Variational study of the magnetization plateaus of the spin-$\frac{1}{2}$ kagome Heisenberg antiferromagnet and its implication on YCOB

Numerical simulations find that there are multiple plateaus in the magnetization curve of the spin-$\frac{1}{2}$ Kagome antiferromagnetic Heisenberg model(KAFH) at fractional magnetization $m=1/9,1/3,5/9,7/9$. While it is well known that the $m=1/3,5/9,7/9$ plateau feature a $\sqrt{3}\times\sqrt{3}$ valence bond crystal(VBC) ordering pattern with a David-star-shaped motif, the origin of the narrow plateau at $m=1/9$ remains elusive. Some researchers claim that a subtle translational symmetry breaking pattern with the same $\sqrt{3}\times\sqrt{3}$ periodicity occurs at the $m=1/9$ plateau.
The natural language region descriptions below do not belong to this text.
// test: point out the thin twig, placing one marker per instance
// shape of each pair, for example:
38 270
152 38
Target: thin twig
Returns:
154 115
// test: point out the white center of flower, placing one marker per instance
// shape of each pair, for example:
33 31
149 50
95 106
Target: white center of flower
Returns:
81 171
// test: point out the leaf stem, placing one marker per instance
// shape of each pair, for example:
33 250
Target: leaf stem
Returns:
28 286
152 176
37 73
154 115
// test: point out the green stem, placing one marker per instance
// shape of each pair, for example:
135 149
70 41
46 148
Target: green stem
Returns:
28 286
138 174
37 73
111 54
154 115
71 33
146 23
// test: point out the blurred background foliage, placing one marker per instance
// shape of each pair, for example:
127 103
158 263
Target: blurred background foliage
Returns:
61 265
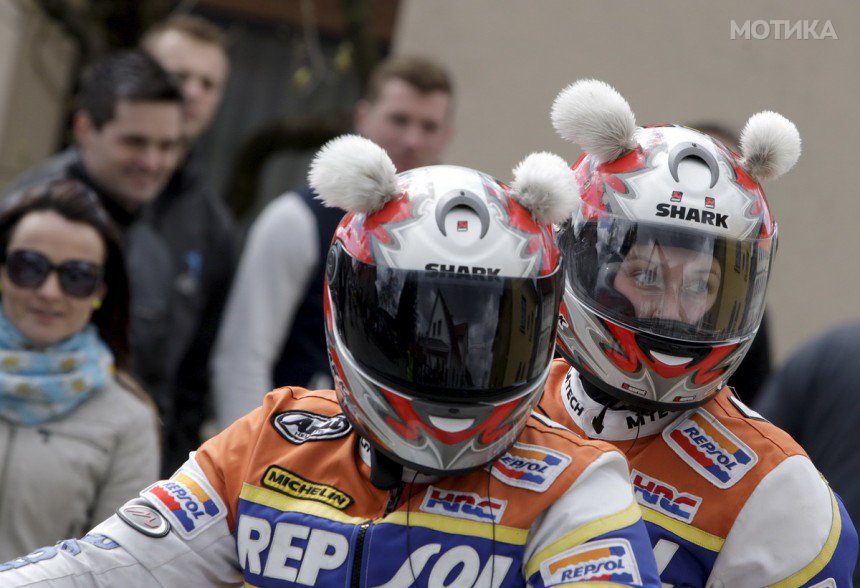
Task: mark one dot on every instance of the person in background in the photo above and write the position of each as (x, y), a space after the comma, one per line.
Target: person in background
(77, 436)
(427, 465)
(810, 397)
(667, 263)
(196, 225)
(272, 332)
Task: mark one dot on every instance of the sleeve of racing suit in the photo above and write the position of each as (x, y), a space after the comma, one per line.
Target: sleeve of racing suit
(593, 533)
(793, 531)
(273, 274)
(177, 533)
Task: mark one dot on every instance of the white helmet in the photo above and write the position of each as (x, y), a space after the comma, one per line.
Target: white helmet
(668, 253)
(442, 292)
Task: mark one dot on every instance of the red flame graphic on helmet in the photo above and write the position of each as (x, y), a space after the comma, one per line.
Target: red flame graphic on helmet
(410, 424)
(632, 356)
(356, 231)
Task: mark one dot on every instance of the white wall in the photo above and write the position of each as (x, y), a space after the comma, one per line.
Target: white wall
(675, 61)
(36, 62)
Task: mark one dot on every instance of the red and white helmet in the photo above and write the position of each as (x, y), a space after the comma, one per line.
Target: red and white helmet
(668, 254)
(442, 292)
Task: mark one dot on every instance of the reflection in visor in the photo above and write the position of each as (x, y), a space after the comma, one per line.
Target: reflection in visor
(445, 335)
(667, 281)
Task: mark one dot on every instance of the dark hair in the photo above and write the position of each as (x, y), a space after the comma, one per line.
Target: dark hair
(128, 75)
(194, 26)
(75, 202)
(421, 73)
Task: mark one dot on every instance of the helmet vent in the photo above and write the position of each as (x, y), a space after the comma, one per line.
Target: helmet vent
(693, 150)
(466, 199)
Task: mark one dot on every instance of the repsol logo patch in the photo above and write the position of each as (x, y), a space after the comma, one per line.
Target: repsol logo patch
(455, 566)
(530, 466)
(462, 269)
(189, 504)
(664, 498)
(296, 553)
(609, 560)
(292, 484)
(710, 448)
(693, 215)
(464, 505)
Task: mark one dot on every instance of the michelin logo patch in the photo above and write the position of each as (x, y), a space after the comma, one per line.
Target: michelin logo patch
(608, 560)
(292, 484)
(298, 426)
(530, 466)
(664, 498)
(709, 448)
(463, 505)
(189, 503)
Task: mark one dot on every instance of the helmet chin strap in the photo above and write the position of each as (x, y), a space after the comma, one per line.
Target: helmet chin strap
(385, 473)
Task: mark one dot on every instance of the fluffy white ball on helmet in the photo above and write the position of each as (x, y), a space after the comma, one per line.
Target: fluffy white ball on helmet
(545, 184)
(596, 117)
(770, 145)
(354, 174)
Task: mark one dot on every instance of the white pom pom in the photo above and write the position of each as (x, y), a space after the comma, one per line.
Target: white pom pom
(545, 184)
(596, 117)
(354, 174)
(770, 145)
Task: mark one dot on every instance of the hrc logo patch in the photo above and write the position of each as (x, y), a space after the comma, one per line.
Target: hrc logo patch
(709, 448)
(608, 560)
(464, 505)
(663, 498)
(190, 504)
(530, 466)
(294, 485)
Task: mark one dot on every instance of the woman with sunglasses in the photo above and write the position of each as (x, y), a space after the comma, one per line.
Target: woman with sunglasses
(77, 438)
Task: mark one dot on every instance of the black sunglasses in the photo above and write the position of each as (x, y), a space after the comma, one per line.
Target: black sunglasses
(30, 269)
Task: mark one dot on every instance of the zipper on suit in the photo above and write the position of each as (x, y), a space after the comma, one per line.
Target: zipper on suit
(393, 499)
(4, 472)
(359, 551)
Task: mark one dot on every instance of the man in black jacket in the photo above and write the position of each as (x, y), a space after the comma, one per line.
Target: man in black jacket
(129, 141)
(196, 225)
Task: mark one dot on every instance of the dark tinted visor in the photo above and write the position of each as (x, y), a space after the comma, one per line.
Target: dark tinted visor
(453, 336)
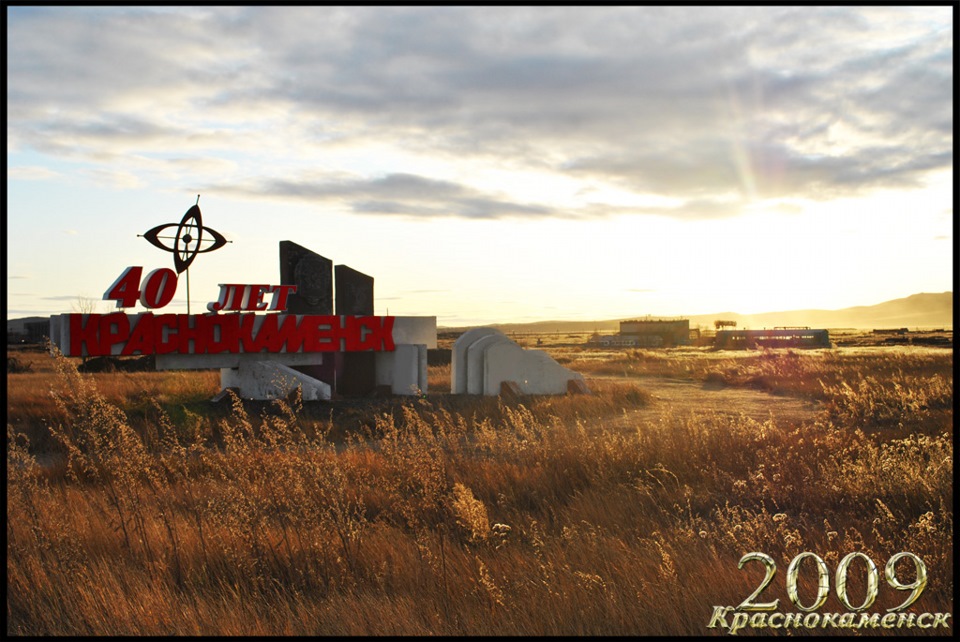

On the other hand, it has also been argued that the $m=1/9$ plateau may harbor a novel $Z_{3}$ chiral spin liquid phase. To resolve this controversy, we have proposed the most general variational ansatz based on the resonating valence bond(RVB) picture that is consistent with the spin symmetry of the system and developed a new algorithm to optimize such a complicated ansatz. We find that a peculiar VBC state with a $3\times3$ periodicity and a windmill-shaped motif has significantly lower energy than the claimed $Z_{3}$ chiral spin liquid state and other proposed VBC states around the $m=1/9$ plateau. We find that there are strong spatial modulation in the local magnetization at the $1/9$ plateau, so strong that even its polarization can be reversed. Our general RVB ansatz also well reproduces all other more conventional magnetization plateaus of the spin-$\frac{1}{2}$ KAFH. We find that the local magnetization is always strongly inhomogeneous below the saturating field for such a strongly frustrated quantum magnet.